Alias Mrs. Jones, 1937
Alias Mrs. Jones
by Leslie Howard
Bristol, Little Theatre, September 27, 1937
Cast: Denis Green, Peggy Thorpe Bates, Lockwood West, Alwyn Whatsley, Michael Hordern, Ralph Hutton, Frederic Gibson, Barbara Leake
The audience recognised a good thing when they saw it.
They were not so sure of it, however, during the first act. This was the weakest part of the show, but if Mr. Howard can improve it (writes the ‘Press and Mirror’ theatre critic) he will have written a really good play.
This act is a rather uncertain introduction of an idealistic journalist, Edward Lansallos, who gets the sack because he cannot stomach the political views of his Press baron employer, and unconsciously falls in love with the latter’s paramour (who is really much too sweet to be anything of the sort). It is, nevertheless, often good comedy, particularly for journalists, because of unimportant technical discrepancies.
In the second act the journalist, now a crusader, goes off to Lord Southavon’s little kingdom in the South of France intent on sealing the heart of his lady and confounding his politics. Now the play has got into its stride, and there is a brilliant scene where Lansallos wins his one ambition at the expense of the other. Southavon gracefully hands over the lady, “Mrs. Jones”–at a price! Lansallos must write his manifestos for him. The latter scenes become highly dramatic when neither Lansallos nor his wife can stand the unholy contract any longer… By this time the audience has no doubt about its enthusiasm.
Denis Green, as Lansallos, was adequate until the last act, when he was excellent. As always, he did his job confidently. Smarter dress in the first two scenes would have improved the impression he made. Peggy Thorpe Bates imbued with grace and charm and, where necessary, deep feeling, a part that suited her down to the privileged ground she walked on. But the best acting of the night came from Lockwood West as the newspaper magnate. He did more in a few minutes than most actors do in an hour.
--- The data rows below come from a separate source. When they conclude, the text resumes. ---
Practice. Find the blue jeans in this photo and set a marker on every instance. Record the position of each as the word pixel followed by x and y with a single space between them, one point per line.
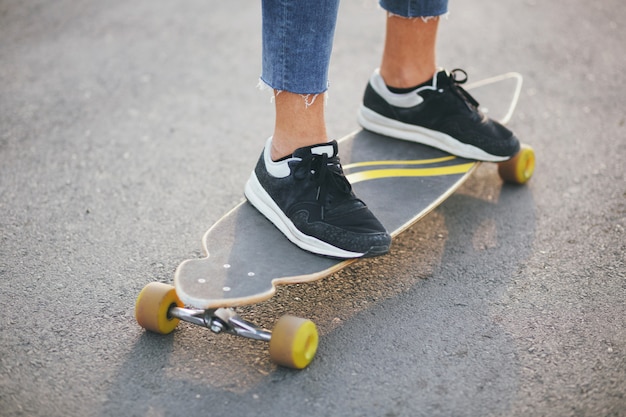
pixel 298 39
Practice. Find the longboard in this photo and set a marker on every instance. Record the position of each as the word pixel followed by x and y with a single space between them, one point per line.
pixel 247 257
pixel 401 182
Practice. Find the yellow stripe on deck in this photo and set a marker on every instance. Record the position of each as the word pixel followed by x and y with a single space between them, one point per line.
pixel 408 172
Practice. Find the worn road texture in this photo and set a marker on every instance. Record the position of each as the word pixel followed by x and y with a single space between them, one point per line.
pixel 128 128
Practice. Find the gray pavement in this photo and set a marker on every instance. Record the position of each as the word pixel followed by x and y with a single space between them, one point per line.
pixel 128 128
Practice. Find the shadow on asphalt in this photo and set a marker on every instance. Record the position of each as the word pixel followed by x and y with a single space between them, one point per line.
pixel 417 330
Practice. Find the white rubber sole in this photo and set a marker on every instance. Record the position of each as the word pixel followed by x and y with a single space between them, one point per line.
pixel 259 198
pixel 375 122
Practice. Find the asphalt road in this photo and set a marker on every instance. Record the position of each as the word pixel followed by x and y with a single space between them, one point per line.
pixel 128 128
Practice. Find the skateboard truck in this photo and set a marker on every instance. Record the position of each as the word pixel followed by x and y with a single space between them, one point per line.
pixel 292 343
pixel 221 320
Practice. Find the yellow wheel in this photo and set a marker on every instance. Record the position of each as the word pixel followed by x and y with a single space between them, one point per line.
pixel 294 342
pixel 152 308
pixel 520 168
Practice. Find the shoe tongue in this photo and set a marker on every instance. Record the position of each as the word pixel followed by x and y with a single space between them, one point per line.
pixel 330 149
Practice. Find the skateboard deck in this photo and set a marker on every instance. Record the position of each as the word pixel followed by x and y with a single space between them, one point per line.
pixel 247 257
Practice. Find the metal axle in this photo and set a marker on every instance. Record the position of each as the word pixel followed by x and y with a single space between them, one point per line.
pixel 221 320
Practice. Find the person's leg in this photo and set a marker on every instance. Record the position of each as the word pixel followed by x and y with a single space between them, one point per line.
pixel 409 57
pixel 297 43
pixel 408 98
pixel 298 182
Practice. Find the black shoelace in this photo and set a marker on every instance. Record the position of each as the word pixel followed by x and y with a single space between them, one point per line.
pixel 458 77
pixel 328 176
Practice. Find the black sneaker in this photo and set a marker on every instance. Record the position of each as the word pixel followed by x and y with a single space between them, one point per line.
pixel 438 113
pixel 310 200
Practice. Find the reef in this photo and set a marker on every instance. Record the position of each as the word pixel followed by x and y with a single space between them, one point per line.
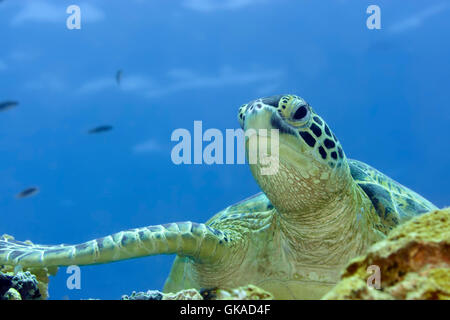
pixel 25 284
pixel 412 263
pixel 248 292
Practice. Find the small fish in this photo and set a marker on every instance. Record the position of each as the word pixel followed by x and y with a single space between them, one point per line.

[…]As for Ronald Russell’s production, it is difficult to see where it could be bettered with the resources at hand, except that the radio set got in the way in Act 1. The audience was amazed at the quality of the stage settings designed by John Lindsay and done in the theatre workshop by Albert Malpas and Bill Rowlands.
After the final curtain, applause lasted for several minutes until Mr. Howard–whose wife, son and sister were present–faced the footlights.
In a speech which provoked still further enthusiasm, he confessed that while he was experienced as an actor he was a “new boy” as a playwright. He paid a glowing tribute to the Rapier Players for the way they had performed his comedy.
“I can assure you,” he told the audience, “that from the professional point of view a sort of miracle has taken place here to-night.”
He said that in London or New York many weeks of preparation would precede the appearance of a new play, with careful casting, consultations with technical experts and several dress rehearsals.
“These extraordinary people here have cast, rehearsed, painted scenery and made costumes in five days!” he said.
“It has always been my personal loss as an actor that I never had the inestimable avantage of repertory work of this nature.”
Mr Howard invited the audience to write to him with constructive criticism of the play–“Plays are not written but re-written,” he remarked.
He said he hoped the experiment of making the repertory theatres the proving ground for new plays would grow.
Talking with the ‘Press and Mirror’ theatre critic after the show–while a large crowd was waiting to cheer him at the stage door– Mr. Howard expressed himself delighted with every phase of the production of his play. He hopes to attend another performance of it during the week.
(Western Daily Press, September 28, 1937)
Apart from the glamour that surrounds its author’s name, the play is making such a strong appeal to the public for several reasons. Firstly, in spite of a doubtful opening, it contains a sound and gripping dramatic theme, exceptionally neat curtains–the final one is the weakest–some good lines, and comedy well placed to contrast with the drama. Secondly, it gives the opportunity for easily the best stage settings the Rapier Players have done and for some beautiful dressing. Thirdly, it is excellently produced and acted.
Apart from the performances of Denis Green, Peggy Thorpe Bates and Lockwood West, which were commended in the ‘Press and Mirror’ review of the first night, typically good work is done by other members of the cast. Alwyn Whatsley sweeps on and off the stage as an irrepressible Hollywood playboy; Michael Hordern is splendid as the powerfully sinister majordomo; Ralph Hutton serves up lark pie with rare relish; Frederic Gibson acts with energy and precision, and Barbara Leake makes the most of a slight comedy role. The show, in short, is entertaining and proves how much pleasure can come from the germ of an idea.